We’ve been negotiating for a fair contract since May 2018, and in May 2019 it would have expired. They couldn’t guarantee class sizes or staffing. There was some verbiage around trying to create a clean environment, but we couldn’t get binding arbitration in contract.
The management company’s negotiating team was saying to just sign the contract or go work somewhere else. Well, we have a pretty experienced staff. A lot of us had 10, 12 years of experience and weren’t interested in going somewhere else. We liked the community, the school’s policies, working with students with ADHD and autism. It served a good need.
RP: Can you speak a bit more about Summit Academy and the needs it serves?
MM: In Ohio, there are twenty-four of these sorts of alternative learning environments for students with ADHD or an autism spectrum diagnosis. I taught second grade last year and had students who had already been to three schools. Parents have said if there wasn’t Summit Academy, they don’t know where their kid would go to school.
Our main focus was doing this for the students so they could have the small class sizes they signed up for.
RP: Could you talk a bit about the strike itself, what you won, and how you won it?
MM: We were on strike for nine days. I love saying that our efforts on the picket line got us a fair contract. We got good verbage of capping our classes at 18 students, and we also have good wording for properly staffing our classrooms. And we got binding arbitration and a labor-management committee that’s going to help with teachers and the management staff.
We didn’t get any guaranteed wage increase. For me, what we were on strike for was the students, and I think that shows that we were committed to making this school a better place. It wasn’t about meeting our financial demands.

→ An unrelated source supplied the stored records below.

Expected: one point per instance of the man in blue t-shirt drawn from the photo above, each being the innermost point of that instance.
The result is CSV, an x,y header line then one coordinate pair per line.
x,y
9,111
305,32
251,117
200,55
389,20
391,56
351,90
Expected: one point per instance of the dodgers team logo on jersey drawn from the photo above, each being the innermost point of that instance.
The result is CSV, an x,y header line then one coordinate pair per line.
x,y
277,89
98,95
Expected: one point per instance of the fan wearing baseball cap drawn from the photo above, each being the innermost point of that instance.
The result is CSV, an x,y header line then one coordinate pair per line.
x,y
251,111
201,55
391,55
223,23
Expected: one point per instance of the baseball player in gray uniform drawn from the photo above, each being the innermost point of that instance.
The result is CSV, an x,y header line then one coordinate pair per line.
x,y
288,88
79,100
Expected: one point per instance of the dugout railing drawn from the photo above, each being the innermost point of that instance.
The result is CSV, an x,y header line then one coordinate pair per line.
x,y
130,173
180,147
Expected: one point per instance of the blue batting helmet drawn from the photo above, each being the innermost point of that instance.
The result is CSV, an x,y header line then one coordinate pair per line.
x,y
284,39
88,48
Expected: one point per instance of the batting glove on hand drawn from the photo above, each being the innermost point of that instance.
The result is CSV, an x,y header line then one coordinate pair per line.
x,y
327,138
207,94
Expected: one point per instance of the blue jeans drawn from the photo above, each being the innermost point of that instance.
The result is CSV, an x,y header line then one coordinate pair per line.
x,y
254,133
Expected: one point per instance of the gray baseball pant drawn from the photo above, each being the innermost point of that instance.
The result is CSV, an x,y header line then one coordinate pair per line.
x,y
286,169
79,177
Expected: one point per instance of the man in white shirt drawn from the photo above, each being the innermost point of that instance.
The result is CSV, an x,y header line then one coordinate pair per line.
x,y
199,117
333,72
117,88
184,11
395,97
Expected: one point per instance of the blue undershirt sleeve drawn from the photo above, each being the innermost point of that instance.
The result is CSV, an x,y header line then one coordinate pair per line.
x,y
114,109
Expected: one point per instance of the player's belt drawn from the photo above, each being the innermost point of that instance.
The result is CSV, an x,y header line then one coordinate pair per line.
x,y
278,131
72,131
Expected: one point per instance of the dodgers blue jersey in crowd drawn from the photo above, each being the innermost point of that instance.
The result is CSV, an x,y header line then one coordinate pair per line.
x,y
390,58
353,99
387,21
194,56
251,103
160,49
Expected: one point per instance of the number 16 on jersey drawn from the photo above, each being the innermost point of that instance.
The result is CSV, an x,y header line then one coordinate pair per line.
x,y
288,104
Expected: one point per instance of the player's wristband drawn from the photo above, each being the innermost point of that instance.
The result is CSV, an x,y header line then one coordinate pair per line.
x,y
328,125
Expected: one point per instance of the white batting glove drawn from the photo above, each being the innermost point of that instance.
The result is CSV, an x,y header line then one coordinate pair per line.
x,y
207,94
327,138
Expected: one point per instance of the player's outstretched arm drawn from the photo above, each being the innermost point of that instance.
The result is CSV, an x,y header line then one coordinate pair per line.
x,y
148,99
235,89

Organizing teachers is very easy. They’re all very organized people. We started group texts, and we had picket captains, and we delegated roles: making signs, someone on the bullhorn, and we had a strike headquarters where we could go for breaks and food. Everyone found a niche where they could contribute in some way to the strike.
We were empowered by our local union leadership who would give us advice, but getting teachers on the line, doing the interviews: we did a lot of that ourselves as the teachers.
Everything was very democratic, too. We voted on if we wanted to go on strike. Even when the contract was presented to us, we voted on the contract. It was really a ‘democracy works!’ kind of moment.
RP: Were you all inspired by the teachers strike wave that started in West Virginia more than a year ago and recently swept its way to Los Angeles, Oakland and Denver?
MM: We were really interested. You can’t really compare LA teachers of 25,000 to our 25 teachers. We knew we wouldn’t be that powerful, but they closed the school for two weeks because they couldn’t run the school without us. So we knew we were powerful as workers. There was a little bit of hope in that we saw it work elsewhere and it gave us confidence.
RP: What would you say you learned from the strike?
MM: I learned that as teachers and workers, united, we are way stronger than we would be divided. Some people at our school are instructional assistants who were not covered by the contract who could unionize. I would encourage them to unionize. I would encourage the other Summit Academies and the other charter schools to unionize. And then they should call me to make sure they get a good contract! More educational workers should try to unionize. There’s a wave coming.
The amount of support from other unions was really impressive. And the Cleveland Teachers Union came, which was really big, especially because there’s a bit of divide between charter schools and public schools.